Una denuncia vecinal al Comando Radioeléctrico terminó en un tenso procedimiento policial para salvar a una bebé en peligro. Personal de la Comisaría Seccional Primera de Trelew debió intervenir de urgencia este domingo alrededor de las 16:00 horas, luego de recibir alertas sobre un auto amarillo que circulaba haciendo maniobras peligrosas por la calle Pellegrini hacia el sur, con un conductor presuntamente ebrio y una criatura a bordo.

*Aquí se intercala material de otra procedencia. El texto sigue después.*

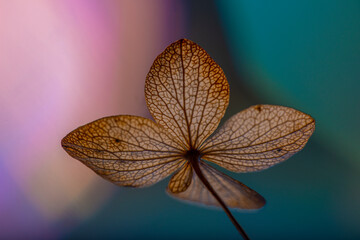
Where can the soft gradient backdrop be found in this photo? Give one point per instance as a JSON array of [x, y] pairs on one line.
[[66, 63]]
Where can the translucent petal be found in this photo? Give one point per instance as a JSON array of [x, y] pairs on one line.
[[126, 150], [187, 92], [258, 138], [233, 193]]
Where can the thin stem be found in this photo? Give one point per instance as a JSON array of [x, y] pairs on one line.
[[196, 166]]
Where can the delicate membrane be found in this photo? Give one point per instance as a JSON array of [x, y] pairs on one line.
[[232, 192], [258, 137], [127, 150], [187, 92]]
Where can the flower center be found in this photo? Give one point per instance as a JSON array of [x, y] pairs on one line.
[[192, 155]]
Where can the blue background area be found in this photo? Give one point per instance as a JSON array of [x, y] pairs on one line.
[[302, 54]]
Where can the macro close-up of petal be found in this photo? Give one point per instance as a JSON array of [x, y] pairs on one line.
[[187, 92]]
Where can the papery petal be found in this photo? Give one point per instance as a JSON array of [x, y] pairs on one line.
[[187, 92], [126, 150], [258, 138], [232, 192]]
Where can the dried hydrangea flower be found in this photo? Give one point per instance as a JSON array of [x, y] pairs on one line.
[[187, 94]]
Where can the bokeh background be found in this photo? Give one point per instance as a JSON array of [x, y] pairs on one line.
[[64, 63]]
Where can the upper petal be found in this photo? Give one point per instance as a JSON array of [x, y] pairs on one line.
[[126, 150], [258, 138], [187, 92]]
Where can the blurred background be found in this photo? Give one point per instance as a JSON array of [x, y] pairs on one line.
[[66, 63]]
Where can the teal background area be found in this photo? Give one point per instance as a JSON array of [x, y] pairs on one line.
[[303, 54]]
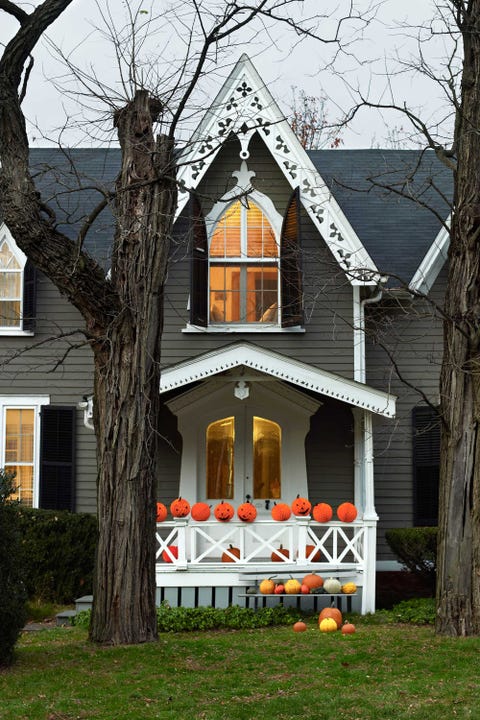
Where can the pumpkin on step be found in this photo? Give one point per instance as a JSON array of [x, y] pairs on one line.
[[247, 512], [224, 511], [180, 507], [301, 506]]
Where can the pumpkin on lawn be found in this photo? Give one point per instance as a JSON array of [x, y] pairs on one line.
[[247, 512], [328, 625], [281, 512], [333, 613], [200, 512], [281, 554], [224, 511], [162, 512], [346, 512], [231, 551], [180, 507], [322, 512], [169, 553], [301, 506]]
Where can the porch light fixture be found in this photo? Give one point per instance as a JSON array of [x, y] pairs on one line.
[[241, 390]]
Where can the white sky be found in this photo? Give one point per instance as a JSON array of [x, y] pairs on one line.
[[281, 58]]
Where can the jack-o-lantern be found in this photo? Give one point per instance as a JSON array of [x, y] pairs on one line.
[[162, 512], [322, 512], [247, 512], [200, 512], [346, 512], [224, 511], [281, 512], [301, 506], [180, 507]]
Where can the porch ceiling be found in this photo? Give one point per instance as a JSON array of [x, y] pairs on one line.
[[281, 367]]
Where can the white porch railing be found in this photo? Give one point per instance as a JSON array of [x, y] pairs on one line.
[[346, 549]]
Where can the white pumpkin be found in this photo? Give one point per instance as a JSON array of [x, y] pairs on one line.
[[332, 586]]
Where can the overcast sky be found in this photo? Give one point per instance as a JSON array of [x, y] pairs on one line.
[[282, 59]]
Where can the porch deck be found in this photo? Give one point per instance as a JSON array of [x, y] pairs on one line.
[[193, 572]]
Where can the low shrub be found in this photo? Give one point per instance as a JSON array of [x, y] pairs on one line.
[[416, 548], [12, 589], [58, 551]]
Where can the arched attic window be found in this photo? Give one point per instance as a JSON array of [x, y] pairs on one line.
[[244, 272], [17, 288]]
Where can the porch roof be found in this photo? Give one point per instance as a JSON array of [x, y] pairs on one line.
[[279, 366]]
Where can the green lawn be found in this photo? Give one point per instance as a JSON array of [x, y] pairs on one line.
[[383, 672]]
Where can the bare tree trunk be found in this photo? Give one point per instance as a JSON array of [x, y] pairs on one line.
[[458, 571], [127, 383]]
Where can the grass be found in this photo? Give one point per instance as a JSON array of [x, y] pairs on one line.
[[383, 672]]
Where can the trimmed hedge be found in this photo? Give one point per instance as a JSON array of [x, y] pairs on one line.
[[12, 589], [58, 552], [416, 548]]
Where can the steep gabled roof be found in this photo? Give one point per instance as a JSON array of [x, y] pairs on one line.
[[245, 106], [276, 365]]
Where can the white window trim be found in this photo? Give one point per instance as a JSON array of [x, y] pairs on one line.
[[5, 330], [25, 402]]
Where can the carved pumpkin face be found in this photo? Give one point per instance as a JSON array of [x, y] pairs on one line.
[[301, 506], [322, 512], [224, 511], [281, 512], [346, 512], [200, 512], [180, 507], [247, 512], [162, 512]]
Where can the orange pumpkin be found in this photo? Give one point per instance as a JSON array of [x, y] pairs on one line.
[[227, 556], [312, 581], [333, 613], [180, 507], [200, 512], [346, 512], [162, 512], [280, 555], [322, 512], [247, 512], [224, 511], [299, 626], [301, 506], [281, 512], [169, 553]]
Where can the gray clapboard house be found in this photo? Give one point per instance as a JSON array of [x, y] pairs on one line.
[[291, 310]]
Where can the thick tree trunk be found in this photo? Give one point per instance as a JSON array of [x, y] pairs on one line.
[[127, 384], [458, 571]]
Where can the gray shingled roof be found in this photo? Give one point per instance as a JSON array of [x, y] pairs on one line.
[[396, 231]]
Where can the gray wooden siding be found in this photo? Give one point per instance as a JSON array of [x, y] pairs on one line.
[[414, 335], [327, 342], [33, 372]]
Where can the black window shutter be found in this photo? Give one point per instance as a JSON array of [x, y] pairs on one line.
[[29, 296], [199, 264], [290, 266], [57, 457], [426, 461]]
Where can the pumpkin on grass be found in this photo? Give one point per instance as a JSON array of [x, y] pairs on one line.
[[332, 613], [180, 507], [162, 512]]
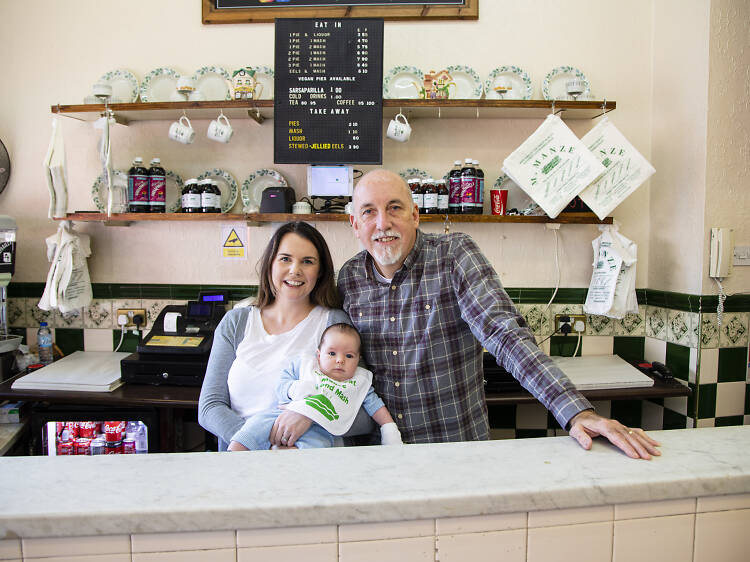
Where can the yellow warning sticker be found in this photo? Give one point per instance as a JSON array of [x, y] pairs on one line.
[[175, 341], [233, 240]]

Al llegar a la intersección de Pellegrini y María J. Sosa, los uniformados divisaron un Hyundai Atos (patente DZE242) que se encontraba estacionado pero con el motor todavía en marcha. Al acercarse, confirmaron el peor escenario: al volante se encontraba un hombre con un evidente y fuerte aliento etílico, quien admitió ante los oficiales haber estado tomando bebidas alcohólicas. Detrás de su asiento, en una butaca de seguridad, viajaba su pequeña hija de apenas 8 meses de vida.
Tensión, forcejeo y resistencia
A pesar de que los papeles del vehículo estaban en regla, la situación se tornó crítica cuando los agentes le preguntaron por la madre de la bebé o algún familiar que pudiera acercarse a hacerse cargo de la situación. Ante la negativa rotunda del hombre a brindar información, el panorama pasó de la infracción de tránsito al riesgo inminente.

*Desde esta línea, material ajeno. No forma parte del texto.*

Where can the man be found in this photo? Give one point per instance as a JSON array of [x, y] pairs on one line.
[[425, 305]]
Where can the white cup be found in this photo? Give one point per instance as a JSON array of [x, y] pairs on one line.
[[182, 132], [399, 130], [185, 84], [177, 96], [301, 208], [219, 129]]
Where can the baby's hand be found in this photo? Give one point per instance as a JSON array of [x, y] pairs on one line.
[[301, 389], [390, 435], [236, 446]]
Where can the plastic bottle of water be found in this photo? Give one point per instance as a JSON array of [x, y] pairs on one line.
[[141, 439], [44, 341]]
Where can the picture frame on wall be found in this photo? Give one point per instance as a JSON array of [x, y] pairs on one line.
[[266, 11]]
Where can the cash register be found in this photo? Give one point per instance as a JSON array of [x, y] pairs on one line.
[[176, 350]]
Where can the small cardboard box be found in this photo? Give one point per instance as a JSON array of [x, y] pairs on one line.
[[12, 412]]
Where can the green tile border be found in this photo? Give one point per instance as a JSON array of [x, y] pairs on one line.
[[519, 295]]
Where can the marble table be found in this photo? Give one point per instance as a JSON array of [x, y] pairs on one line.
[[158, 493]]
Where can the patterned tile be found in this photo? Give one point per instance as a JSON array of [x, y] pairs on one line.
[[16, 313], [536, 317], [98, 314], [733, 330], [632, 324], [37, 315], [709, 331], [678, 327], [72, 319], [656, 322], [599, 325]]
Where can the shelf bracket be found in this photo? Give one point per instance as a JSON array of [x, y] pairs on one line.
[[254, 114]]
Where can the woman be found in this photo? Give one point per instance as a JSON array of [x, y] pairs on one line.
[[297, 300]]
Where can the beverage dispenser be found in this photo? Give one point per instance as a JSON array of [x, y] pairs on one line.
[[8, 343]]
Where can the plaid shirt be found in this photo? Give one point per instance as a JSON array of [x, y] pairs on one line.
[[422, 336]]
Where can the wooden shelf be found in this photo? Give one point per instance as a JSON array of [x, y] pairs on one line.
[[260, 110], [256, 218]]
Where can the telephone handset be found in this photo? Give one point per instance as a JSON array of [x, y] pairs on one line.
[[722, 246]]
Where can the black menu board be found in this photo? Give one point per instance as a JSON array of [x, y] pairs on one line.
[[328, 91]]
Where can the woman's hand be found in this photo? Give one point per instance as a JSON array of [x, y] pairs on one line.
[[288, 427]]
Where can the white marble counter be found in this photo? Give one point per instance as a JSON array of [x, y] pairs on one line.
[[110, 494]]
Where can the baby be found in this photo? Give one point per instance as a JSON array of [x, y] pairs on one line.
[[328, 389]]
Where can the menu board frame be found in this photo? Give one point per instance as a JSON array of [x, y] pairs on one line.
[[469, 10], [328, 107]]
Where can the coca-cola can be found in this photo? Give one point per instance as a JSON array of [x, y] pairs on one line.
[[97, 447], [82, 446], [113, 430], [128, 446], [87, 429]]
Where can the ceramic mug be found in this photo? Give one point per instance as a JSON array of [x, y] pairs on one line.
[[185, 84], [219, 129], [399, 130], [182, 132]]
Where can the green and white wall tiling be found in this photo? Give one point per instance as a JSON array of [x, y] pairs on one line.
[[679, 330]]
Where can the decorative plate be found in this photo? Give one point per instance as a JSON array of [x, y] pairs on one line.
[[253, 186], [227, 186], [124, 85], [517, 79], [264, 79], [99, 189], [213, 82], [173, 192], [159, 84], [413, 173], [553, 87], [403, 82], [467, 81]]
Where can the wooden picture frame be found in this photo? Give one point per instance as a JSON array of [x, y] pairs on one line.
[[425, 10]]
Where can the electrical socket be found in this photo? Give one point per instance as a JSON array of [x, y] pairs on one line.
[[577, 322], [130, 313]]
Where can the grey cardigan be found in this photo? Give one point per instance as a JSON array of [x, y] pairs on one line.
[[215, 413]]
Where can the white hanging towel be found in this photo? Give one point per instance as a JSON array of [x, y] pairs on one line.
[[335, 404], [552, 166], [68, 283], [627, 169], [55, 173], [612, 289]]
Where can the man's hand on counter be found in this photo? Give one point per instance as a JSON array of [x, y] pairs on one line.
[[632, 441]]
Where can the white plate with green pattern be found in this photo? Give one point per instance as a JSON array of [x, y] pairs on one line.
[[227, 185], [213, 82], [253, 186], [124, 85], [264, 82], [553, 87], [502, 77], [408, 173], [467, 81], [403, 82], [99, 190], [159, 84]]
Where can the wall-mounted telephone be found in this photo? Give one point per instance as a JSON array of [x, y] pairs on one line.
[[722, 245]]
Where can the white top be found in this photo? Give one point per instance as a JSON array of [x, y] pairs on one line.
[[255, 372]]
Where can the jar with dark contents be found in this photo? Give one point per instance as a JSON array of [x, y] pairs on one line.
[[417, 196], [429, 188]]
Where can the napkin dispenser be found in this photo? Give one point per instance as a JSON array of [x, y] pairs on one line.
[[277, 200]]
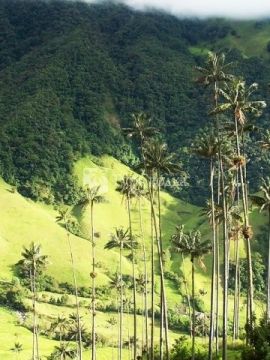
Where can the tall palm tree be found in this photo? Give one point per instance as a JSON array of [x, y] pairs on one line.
[[208, 148], [63, 352], [140, 193], [159, 161], [142, 131], [17, 349], [64, 217], [264, 204], [238, 100], [92, 196], [177, 238], [120, 239], [191, 244], [214, 74], [35, 263], [60, 326], [126, 187]]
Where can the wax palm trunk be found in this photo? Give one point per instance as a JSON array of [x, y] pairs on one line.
[[156, 231], [193, 307], [268, 271], [93, 276], [121, 304], [146, 281], [214, 251], [76, 299], [246, 231], [134, 282]]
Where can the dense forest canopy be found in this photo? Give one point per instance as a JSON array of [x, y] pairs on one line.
[[72, 74]]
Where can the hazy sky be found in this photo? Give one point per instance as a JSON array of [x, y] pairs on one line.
[[229, 8]]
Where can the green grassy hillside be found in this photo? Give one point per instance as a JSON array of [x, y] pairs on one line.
[[24, 221]]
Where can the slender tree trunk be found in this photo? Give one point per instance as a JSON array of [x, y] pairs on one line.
[[236, 304], [34, 316], [188, 299], [193, 308], [35, 311], [213, 280], [146, 282], [225, 236], [225, 265], [217, 290], [246, 225], [268, 271], [93, 275], [121, 304], [76, 298], [134, 283], [161, 275], [150, 188], [162, 259]]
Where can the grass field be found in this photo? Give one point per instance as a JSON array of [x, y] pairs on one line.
[[23, 221]]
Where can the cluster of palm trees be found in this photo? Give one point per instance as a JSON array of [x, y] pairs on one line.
[[223, 146]]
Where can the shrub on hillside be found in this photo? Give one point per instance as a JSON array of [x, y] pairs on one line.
[[181, 349], [12, 294]]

El conductor descendió del auto, alzó a la bebé en brazos e intentó caminar para alejarse del lugar. Según detallaron las fuentes policiales, el hombre tambaleaba notablemente y no lograba coordinar sus movimientos motrices. Los efectivos le exigieron que desistiera de su actitud, advirtiéndole que no estaba en condiciones físicas de proteger a la menor, pero el hombre hizo caso omiso.
En ese instante se produjo un fuerte forcejeo en plena calle, donde el personal policial debió actuar con extrema cautela para no lastimar a la criatura. Finalmente, los uniformados lograron reducir al individuo y poner a resguardo a la pequeña.

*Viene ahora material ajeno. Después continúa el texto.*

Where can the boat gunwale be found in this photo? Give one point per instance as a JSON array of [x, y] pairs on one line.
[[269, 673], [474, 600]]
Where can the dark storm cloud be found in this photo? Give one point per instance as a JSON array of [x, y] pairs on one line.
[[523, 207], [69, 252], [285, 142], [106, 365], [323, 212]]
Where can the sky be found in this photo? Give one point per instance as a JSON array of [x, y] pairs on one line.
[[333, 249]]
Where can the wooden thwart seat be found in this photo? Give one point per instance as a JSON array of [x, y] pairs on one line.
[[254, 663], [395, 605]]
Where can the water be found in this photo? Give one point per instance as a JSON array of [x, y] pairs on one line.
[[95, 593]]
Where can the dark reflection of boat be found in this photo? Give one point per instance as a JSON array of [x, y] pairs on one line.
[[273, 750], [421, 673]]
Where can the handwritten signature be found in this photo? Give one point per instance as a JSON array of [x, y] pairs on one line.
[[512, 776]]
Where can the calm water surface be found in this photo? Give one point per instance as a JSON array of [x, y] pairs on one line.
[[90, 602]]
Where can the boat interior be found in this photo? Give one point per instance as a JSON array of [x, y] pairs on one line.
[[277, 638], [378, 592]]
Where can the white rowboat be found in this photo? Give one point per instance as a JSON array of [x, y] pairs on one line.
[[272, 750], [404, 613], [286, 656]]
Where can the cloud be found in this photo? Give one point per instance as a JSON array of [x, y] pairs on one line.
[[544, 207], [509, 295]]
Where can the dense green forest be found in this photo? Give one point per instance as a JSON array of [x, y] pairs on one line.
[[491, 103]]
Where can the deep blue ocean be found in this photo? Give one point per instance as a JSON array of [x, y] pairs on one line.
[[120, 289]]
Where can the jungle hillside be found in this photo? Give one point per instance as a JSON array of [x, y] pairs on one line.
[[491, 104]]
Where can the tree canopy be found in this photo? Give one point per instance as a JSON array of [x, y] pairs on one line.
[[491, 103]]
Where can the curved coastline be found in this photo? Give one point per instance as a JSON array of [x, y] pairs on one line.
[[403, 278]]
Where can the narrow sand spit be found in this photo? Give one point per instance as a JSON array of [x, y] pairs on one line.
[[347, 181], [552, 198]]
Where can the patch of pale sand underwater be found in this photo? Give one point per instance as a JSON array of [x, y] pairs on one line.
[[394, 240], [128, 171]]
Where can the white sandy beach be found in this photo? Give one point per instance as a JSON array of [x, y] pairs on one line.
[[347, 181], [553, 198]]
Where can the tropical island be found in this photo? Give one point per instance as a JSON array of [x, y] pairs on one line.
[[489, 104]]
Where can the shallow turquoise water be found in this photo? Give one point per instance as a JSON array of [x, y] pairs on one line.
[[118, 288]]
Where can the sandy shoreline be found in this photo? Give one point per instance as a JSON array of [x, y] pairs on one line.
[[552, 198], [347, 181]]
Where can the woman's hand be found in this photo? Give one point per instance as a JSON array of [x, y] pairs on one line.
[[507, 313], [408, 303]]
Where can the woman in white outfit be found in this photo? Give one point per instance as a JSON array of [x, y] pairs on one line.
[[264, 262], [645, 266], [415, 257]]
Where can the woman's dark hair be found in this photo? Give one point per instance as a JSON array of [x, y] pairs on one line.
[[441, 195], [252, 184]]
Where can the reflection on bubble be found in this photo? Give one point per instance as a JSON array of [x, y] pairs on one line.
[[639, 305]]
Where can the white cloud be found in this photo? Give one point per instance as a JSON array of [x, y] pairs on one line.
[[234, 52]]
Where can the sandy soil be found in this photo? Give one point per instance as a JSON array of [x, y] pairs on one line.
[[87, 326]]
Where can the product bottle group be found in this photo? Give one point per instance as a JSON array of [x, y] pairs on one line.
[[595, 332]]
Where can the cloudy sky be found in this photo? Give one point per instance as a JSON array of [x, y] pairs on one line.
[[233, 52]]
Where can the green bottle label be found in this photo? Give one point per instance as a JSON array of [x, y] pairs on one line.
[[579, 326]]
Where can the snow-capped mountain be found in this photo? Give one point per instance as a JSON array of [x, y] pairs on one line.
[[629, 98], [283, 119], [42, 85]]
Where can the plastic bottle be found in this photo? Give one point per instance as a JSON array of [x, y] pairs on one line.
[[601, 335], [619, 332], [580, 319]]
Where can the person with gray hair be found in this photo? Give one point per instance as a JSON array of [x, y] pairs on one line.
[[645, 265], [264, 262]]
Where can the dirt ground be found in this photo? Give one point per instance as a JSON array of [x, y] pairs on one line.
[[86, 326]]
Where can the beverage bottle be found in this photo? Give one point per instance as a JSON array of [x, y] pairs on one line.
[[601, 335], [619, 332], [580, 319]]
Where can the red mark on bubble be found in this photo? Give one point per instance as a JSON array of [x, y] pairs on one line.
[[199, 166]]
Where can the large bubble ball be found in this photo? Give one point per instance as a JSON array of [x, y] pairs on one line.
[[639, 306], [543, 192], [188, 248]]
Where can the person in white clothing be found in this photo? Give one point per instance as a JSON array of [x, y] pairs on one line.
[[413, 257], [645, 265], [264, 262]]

Alto nivel de alcohol y entrega de la menor
Ya en la dependencia policial, se le practicó el correspondiente test de alcoholemia, el cual arrojó un resultado alarmante: 2,33 g/L de alcohol en sangre, una cifra que supera ampliamente cualquier límite permitido y explica el estado de desorientación del conductor. Como consecuencia, las autoridades procedieron al secuestro inmediato del vehículo y de su licencia de conducir.
El hombre quedó demorado por infracción a varios artículos del Código de Convivencia Ciudadana provincial. Por su parte, la bebé fue entregada sana y salva a su progenitora bajo un acta formal y en presencia de los organismos correspondientes.
En el caso tomaron intervención la Asesoría de Familia, representada por la Dra. Fabiana Paredes; el Servicio de Protección a través del operador José Luis Guzmán; y la Jueza de Paz, Dra. Diana Melina Montesino.